Note: The base table is not a version of a row-secure table.

nzrestore examples

nzrestore -enableSplitDelete examples:

enableSplitDelete is set by default. If the size of the .del file is greater than 15 GB and the base table row count is greater than 1 billion (default value), run:
```
nzrestore -delFileSize 15
```
enableSplitDelete is set by default. If the size of the .del file is greater than 15 GB and the base table row count is greater than 100 million, run:
```
nzrestore -delFileSize 15 -baseTableRowCount 100
```
To disable enableSplitDelete with all default settings, run:
```
nzrestore -disableSplitDelete
```

Finding the `.del` file that is associated with a particular table

The following error appears in restoresvr.log during nzrestore.

Error: NZ-01103/01104: DB SQL 'delete from ADMIN.T1 where (rowid) in (select rid from external '/nz/tmp/bnr10546F1sQFj' (rid bigint not null, dsid smallint not null) using (logdir '/dev/null'));' failed - DB error - ERROR: SPU swap partition : Disk temporary work space is full.

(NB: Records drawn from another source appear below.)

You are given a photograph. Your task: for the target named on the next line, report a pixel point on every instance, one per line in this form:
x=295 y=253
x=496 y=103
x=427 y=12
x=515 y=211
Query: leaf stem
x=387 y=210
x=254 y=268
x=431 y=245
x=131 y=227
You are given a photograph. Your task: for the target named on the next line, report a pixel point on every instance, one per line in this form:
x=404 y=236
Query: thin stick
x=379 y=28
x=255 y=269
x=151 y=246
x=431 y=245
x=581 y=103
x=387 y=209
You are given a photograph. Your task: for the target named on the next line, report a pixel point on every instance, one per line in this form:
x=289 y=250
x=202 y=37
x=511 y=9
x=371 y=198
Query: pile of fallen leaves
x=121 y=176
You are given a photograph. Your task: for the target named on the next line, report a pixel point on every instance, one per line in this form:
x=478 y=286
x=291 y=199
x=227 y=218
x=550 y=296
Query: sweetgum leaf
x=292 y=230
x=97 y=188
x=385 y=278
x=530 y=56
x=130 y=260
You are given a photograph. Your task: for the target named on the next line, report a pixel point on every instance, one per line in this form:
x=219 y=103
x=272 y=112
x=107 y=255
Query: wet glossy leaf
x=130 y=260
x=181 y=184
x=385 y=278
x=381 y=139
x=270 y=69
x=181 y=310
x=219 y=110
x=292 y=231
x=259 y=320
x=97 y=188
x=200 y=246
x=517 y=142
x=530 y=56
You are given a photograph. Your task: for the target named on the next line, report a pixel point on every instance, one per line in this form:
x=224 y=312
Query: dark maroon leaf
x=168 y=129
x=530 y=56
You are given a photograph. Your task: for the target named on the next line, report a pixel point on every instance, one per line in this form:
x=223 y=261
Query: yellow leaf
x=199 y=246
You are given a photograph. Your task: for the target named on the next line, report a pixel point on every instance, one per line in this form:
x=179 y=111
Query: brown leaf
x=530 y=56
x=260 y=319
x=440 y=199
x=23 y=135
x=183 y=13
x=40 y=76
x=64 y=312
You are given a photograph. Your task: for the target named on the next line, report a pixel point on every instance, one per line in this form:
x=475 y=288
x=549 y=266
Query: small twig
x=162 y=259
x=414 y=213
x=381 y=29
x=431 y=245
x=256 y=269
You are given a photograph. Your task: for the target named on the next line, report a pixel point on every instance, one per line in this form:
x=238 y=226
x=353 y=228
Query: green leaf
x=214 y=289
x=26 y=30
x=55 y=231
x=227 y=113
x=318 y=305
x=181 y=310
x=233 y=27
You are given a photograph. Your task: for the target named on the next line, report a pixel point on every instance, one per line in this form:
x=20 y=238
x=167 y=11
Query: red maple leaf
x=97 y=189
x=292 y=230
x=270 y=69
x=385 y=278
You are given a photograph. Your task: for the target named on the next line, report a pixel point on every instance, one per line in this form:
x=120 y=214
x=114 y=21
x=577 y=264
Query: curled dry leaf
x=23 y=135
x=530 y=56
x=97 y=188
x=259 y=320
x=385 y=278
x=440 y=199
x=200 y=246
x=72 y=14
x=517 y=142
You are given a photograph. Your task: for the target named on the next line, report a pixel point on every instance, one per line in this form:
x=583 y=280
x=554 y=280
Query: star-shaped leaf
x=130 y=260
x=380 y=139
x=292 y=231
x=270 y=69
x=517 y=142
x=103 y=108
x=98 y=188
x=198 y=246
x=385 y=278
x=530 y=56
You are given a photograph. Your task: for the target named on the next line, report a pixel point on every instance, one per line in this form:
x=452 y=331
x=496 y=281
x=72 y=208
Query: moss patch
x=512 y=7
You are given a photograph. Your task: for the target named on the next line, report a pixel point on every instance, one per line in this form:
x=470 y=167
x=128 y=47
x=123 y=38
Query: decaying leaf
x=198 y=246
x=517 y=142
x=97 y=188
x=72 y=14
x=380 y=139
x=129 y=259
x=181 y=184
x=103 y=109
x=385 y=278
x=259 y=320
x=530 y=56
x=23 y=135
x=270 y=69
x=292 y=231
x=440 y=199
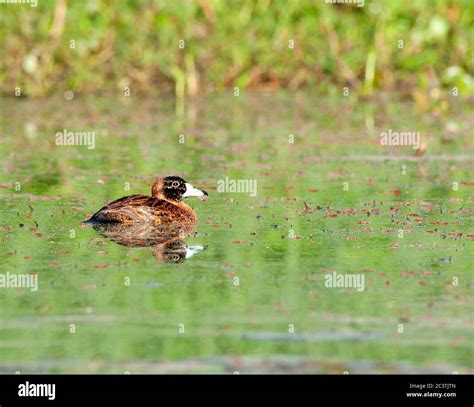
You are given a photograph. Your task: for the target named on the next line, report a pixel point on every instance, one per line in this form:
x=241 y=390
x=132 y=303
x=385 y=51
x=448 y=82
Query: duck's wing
x=140 y=208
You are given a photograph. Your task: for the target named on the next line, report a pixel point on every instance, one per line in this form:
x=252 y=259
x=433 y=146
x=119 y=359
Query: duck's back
x=142 y=208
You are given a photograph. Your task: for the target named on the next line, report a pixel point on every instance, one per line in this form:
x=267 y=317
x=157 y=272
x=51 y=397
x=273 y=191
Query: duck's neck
x=184 y=207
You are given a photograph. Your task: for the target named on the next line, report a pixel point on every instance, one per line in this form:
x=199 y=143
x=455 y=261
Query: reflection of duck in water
x=161 y=220
x=167 y=242
x=163 y=207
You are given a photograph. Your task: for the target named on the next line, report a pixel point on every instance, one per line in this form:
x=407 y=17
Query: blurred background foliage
x=97 y=46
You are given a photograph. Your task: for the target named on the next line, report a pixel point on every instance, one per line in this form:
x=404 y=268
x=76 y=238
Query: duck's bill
x=191 y=191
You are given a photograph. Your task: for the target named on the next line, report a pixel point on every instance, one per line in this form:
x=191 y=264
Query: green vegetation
x=244 y=43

In this example, the error is generated while you are deleting records from table T1.

Search for Reading schema from in restoresvr.log to find out the correct schema.xml file.

Search for the table (T1) in the corresponding schema.xml file and note the object id (old) for the table (T1).

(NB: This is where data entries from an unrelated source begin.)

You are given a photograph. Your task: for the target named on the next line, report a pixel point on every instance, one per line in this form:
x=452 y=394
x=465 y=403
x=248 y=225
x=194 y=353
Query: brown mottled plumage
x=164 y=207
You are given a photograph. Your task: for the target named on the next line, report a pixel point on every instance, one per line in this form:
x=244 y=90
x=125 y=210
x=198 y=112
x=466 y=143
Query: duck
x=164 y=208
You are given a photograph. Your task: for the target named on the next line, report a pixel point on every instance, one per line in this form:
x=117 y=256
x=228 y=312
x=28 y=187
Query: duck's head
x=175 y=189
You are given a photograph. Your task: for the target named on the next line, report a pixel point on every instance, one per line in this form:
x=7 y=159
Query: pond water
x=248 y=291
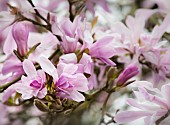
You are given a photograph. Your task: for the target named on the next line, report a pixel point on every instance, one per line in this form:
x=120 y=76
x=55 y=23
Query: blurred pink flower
x=129 y=72
x=151 y=104
x=67 y=82
x=33 y=84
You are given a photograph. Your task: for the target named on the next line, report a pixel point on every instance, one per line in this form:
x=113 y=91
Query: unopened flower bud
x=20 y=32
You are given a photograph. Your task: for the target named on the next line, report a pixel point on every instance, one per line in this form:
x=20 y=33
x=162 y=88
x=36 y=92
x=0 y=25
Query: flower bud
x=20 y=32
x=129 y=72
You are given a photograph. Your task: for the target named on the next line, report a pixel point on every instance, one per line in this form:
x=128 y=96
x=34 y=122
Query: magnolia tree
x=84 y=62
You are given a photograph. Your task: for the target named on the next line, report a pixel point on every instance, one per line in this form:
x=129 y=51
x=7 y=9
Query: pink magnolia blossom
x=151 y=104
x=85 y=65
x=68 y=83
x=69 y=32
x=33 y=84
x=103 y=49
x=129 y=72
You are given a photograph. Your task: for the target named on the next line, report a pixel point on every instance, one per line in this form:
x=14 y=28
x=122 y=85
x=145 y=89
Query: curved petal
x=76 y=96
x=29 y=68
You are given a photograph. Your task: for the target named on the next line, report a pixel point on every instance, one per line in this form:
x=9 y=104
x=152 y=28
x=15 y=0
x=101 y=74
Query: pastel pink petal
x=158 y=31
x=80 y=82
x=103 y=48
x=11 y=90
x=70 y=68
x=132 y=102
x=69 y=58
x=20 y=32
x=9 y=45
x=129 y=116
x=108 y=61
x=76 y=96
x=29 y=68
x=12 y=66
x=48 y=67
x=165 y=90
x=153 y=98
x=42 y=75
x=42 y=93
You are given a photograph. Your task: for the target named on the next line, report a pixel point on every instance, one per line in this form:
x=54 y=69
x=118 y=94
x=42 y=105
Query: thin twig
x=37 y=13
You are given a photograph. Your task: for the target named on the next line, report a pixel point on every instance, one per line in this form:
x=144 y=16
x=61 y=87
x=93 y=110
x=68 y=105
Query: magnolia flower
x=33 y=84
x=68 y=31
x=103 y=49
x=85 y=65
x=67 y=81
x=151 y=105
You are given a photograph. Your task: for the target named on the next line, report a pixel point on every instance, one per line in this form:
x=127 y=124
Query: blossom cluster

$ grep -Ei 'TABLE.*T1' /nzscratch/backup/Netezza/7836028-H2/SAN/20170526144618/2/DIFF/md/schema.xml
<TABLE ver="2" name="T1" schema="ADMIN" owner="ADMIN" oidhi="0" oid="886046" delimited="f" sdelim="f" odelim="f" rowsecurity="f" origoidhi="0" origoid="886046">

Go to the data directory that is associated with restore.
Find the .del file for the object id (oid) (oid 886046).
In this example, the .del files are in the /nzscratch/backup/Netezza/7836028-H2/SAN/20170526144618/2/DIFF/data directory.
```
$ ls -l /nzscratch/sanjitc/crm118216/backup/Netezza/7836028-H2/SAN/20170526144618/2/DIFF/data/886046.del.*

-rw------- 1 nz nz 215274049844 May 26 10:47 886046.del.1.1
```

Determining the DHJ threshold

With the default registry settings, the DHJ threshold is around 12,511,836 number of rows. In other cases, you can identify the threshold in the following way.

'number of deleted rows' x 'number of dataslices on the system'  < '50% of spuPlanWorkBlocks'

spuPlanWorkBlocks specifies the system registry. Its default value is 256 MB.

Alternative approaches

If you are using version older than 11.2.2.4, or looking for an alternative solution, you can try one of the following solutions:

Take a full backup instead of a differential backup when the rows that need to be deleted exceed the DHJ threshold.
Run the nz_update_backup_status command to force a full table backup on the next differential backup run. Follow the instructions that are described in Forcing a full table backup with the nz_update_backup_status command.